Sunday, 13 December 2020

Cocteau' Orphée, Rilke, Café des Poètes,

Yesterday afternoon I watched Cocteau's Orphée. It was the right level of artifice for the middle of winter, where people in our world skirt each other under watery sun, and nothing useful to say on a christmas card is coming to mind. 

Give me the Café des Poètes in vivid black and white 1950s, Orphée the national poet idol in his pleated chinos, his well-lit bone structure and upward stance, Eurydice in her shirt-waister and full skirt, the foreign princess Death in her strict high heels, her black and white style, imperious and eventually human, and her smooth endearing chauffeur Heurtebise (would that be Hotchkiss, in English?) who ripple through mirrors between this world and the underworld, where Cocteau's voiceover in soothing, precise words carries them onward in some of the most flowing and expressive filming seen from that day to this.

Later the same day I read the first three poems of the second part of Rilke's Sonnets to Orpheus, which are about mirrors. I smiled. Following Rilke (by bike, as it were), bringing Cocteau to Rilke and vice versa, interweaving our cultures with each other is like lining the brain with overlapping layers and seeing each anew. 

Mirrors: no one has ever known how/ to describe what you are in your inmost realm./ As if filled with nothing but sieve-holes, you/ fathomless in-between spaces of time./ You prodigals of the empty chamber—/vast as forests, at the close of day ...  /And the chandelier strides like a sixteen-pointer /through your unenterability.

None better than Cocteau to show how to enter a mirror. Death, and Heurtebise, Orphée and Eurydice enter the underworld through mirrors.
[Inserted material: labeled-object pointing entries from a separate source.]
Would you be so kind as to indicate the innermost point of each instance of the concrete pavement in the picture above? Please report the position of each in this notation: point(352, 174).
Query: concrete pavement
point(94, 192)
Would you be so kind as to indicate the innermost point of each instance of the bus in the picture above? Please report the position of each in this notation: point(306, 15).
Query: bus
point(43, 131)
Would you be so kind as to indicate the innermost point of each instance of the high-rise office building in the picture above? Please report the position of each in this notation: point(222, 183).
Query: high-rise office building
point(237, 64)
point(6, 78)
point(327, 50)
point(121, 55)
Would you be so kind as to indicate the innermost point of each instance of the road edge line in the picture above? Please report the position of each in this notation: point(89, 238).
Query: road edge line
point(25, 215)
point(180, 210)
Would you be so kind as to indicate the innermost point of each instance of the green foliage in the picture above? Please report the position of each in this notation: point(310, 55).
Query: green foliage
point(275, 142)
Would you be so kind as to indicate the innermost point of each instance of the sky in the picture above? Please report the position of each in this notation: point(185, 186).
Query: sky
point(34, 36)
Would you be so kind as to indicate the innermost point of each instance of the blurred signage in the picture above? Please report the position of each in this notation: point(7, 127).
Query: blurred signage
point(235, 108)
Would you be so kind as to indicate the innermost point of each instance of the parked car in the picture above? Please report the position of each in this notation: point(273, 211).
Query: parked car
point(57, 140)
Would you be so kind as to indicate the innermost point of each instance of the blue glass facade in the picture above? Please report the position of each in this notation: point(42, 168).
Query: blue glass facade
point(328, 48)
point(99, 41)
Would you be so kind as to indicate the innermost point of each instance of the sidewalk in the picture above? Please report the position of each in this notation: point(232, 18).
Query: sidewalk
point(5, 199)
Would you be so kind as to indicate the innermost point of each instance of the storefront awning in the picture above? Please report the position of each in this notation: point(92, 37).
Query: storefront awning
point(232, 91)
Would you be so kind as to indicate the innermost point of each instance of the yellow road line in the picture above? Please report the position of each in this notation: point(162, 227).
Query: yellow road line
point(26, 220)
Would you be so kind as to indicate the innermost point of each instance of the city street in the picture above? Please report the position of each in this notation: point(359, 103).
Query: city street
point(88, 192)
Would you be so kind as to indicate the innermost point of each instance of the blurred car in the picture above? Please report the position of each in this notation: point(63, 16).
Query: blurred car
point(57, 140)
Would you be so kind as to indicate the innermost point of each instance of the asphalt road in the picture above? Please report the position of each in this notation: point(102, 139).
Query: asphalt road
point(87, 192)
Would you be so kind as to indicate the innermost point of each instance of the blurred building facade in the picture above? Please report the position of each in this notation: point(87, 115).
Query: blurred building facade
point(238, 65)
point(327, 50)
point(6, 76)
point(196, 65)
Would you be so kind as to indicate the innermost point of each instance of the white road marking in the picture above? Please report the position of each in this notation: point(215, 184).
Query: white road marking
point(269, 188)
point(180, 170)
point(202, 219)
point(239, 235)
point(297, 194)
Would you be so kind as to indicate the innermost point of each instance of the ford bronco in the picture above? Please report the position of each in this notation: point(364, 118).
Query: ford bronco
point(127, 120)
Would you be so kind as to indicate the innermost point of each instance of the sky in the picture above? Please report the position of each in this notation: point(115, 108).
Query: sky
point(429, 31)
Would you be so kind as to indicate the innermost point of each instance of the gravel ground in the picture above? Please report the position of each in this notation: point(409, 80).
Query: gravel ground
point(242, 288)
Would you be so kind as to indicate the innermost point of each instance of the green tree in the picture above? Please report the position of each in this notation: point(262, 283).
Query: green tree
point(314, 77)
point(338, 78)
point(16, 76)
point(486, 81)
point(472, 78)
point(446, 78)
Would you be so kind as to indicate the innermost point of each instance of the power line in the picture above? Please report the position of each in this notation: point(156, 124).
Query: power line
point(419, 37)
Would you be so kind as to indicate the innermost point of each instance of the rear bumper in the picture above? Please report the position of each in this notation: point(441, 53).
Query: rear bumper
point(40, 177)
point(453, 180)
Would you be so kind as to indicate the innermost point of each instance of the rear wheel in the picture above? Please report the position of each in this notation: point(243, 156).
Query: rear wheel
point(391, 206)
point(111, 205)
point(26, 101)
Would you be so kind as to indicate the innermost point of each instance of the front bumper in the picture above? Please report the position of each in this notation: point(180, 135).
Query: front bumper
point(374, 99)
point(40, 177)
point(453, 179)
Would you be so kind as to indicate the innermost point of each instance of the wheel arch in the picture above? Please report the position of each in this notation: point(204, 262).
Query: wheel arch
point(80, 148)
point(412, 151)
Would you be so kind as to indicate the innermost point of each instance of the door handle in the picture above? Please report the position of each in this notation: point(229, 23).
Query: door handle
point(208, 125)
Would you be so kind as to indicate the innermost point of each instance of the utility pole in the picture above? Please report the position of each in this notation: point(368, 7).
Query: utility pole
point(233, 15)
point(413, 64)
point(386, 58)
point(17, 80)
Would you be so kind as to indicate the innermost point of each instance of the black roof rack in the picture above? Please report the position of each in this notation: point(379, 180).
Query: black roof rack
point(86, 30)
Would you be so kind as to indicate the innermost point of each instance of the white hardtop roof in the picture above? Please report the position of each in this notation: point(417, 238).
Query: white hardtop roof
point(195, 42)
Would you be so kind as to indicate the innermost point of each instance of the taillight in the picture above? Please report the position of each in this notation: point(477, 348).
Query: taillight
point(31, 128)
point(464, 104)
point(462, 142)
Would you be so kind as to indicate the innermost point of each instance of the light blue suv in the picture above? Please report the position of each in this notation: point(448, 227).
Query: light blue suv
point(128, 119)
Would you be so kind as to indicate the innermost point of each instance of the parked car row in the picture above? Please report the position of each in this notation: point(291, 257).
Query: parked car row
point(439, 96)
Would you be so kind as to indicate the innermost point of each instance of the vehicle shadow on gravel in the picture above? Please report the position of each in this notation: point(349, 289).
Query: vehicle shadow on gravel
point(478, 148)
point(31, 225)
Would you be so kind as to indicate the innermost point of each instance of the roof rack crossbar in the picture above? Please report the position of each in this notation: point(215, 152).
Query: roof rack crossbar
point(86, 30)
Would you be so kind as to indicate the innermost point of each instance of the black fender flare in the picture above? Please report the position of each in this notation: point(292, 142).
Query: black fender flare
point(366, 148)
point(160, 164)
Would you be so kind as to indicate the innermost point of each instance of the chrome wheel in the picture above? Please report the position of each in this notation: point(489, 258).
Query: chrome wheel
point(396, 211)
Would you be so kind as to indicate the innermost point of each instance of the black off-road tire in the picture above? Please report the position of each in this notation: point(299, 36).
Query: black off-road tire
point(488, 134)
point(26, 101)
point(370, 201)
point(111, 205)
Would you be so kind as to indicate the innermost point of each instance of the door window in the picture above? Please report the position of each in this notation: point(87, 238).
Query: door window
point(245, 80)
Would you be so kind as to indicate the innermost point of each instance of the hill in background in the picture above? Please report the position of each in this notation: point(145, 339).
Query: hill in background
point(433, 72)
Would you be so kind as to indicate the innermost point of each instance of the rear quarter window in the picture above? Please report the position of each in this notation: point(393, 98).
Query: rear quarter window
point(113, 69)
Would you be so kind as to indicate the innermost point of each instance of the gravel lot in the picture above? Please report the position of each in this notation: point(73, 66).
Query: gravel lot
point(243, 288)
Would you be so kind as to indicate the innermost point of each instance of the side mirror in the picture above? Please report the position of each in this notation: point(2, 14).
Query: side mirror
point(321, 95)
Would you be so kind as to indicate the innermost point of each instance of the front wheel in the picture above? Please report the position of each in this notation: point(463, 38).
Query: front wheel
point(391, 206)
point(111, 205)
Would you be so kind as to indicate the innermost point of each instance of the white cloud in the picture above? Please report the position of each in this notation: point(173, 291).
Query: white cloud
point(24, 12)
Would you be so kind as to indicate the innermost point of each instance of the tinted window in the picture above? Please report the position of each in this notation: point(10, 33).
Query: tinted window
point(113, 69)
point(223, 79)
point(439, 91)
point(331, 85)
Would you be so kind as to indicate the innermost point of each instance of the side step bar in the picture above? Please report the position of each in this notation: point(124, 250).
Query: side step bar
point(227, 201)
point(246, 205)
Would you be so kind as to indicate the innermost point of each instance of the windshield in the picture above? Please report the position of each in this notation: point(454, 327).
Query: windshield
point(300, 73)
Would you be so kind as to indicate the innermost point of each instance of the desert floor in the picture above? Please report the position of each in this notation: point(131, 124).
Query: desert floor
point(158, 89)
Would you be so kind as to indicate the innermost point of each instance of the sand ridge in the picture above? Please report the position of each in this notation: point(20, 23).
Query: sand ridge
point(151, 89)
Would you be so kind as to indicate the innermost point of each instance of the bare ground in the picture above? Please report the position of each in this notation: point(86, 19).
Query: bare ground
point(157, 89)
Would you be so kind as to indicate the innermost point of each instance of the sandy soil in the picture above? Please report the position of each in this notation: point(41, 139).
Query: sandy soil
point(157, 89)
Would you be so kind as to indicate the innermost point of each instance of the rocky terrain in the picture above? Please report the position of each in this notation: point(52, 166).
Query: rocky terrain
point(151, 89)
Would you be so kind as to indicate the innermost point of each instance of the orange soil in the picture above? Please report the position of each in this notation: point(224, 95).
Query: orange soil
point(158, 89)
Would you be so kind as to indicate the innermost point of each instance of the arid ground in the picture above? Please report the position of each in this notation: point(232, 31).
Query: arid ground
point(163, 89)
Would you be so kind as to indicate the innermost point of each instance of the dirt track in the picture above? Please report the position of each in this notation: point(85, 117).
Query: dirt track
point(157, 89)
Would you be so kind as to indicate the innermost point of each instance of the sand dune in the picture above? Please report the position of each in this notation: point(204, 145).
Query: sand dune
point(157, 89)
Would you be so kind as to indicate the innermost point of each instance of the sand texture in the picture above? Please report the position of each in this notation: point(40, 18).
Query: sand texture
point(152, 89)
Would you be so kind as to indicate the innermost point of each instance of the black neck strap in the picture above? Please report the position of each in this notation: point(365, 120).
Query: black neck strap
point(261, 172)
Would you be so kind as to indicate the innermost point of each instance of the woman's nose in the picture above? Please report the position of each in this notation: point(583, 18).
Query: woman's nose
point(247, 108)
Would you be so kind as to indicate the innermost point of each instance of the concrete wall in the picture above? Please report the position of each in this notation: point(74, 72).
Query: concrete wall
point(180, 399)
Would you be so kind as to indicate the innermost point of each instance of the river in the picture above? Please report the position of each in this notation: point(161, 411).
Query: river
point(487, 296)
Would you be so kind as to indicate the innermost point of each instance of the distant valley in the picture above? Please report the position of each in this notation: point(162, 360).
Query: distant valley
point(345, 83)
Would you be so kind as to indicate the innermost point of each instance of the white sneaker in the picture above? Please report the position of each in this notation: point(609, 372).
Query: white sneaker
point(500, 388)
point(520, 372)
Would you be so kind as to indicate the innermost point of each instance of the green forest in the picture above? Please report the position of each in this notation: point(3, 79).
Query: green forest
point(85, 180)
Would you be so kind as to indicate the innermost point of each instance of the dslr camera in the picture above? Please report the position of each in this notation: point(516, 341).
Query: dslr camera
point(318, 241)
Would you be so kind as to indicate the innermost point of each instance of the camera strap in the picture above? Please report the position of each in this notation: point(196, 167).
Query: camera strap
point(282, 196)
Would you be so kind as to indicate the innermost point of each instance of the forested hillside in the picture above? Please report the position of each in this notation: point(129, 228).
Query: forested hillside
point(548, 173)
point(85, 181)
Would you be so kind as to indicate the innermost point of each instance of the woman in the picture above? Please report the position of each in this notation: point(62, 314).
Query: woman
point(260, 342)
They wear rubber gloves because they were filmed dipping their hands into mercury, this practicality offset by the unearthly sounds of Les Structures Sonores, the glass and metal instruments of Lasry/Baschet. The underworld was filmed in the ruins of the St Cyr military academy outside Paris, lit to accommodate Death, in her final robes, white then black then full and flowing, going off, I suppose, into an under-underworld, as punishment for having fallen in love with Orphée and having released him and Eurydice back into their lives.

Saturday, 10 January 2015

The Notebooks of Malte Laurids Brigge by Rainer Maria Rilke.

In winter, at the hour entre chien et loup, it takes some time to find the Rilke I first met in Paris when I was a student, susceptible to doubt and transformation as never before or perhaps since. Reading does not cast an even light throughout; it is not like fibre optic, whizzing through the material world to reach the immaterial.
In childhood I considered reading a profession one would take upon oneself, later some time, when all the professions came along, one after the other. I had, to tell the truth, no clear idea when that might be. I trusted that one would notice when life somehow turned and came only from without, as hitherto from within. 
By the time Rilke wrote the Duino Elegies he had noticed. Or maybe he hadn't. His language had. As far as this reader was concerned then, these were two separate affairs.

When I lived in Paris I knew a German journalist called Malte, engaged in worlds that were beyond me.  I was a green apple and would remain so until about last week.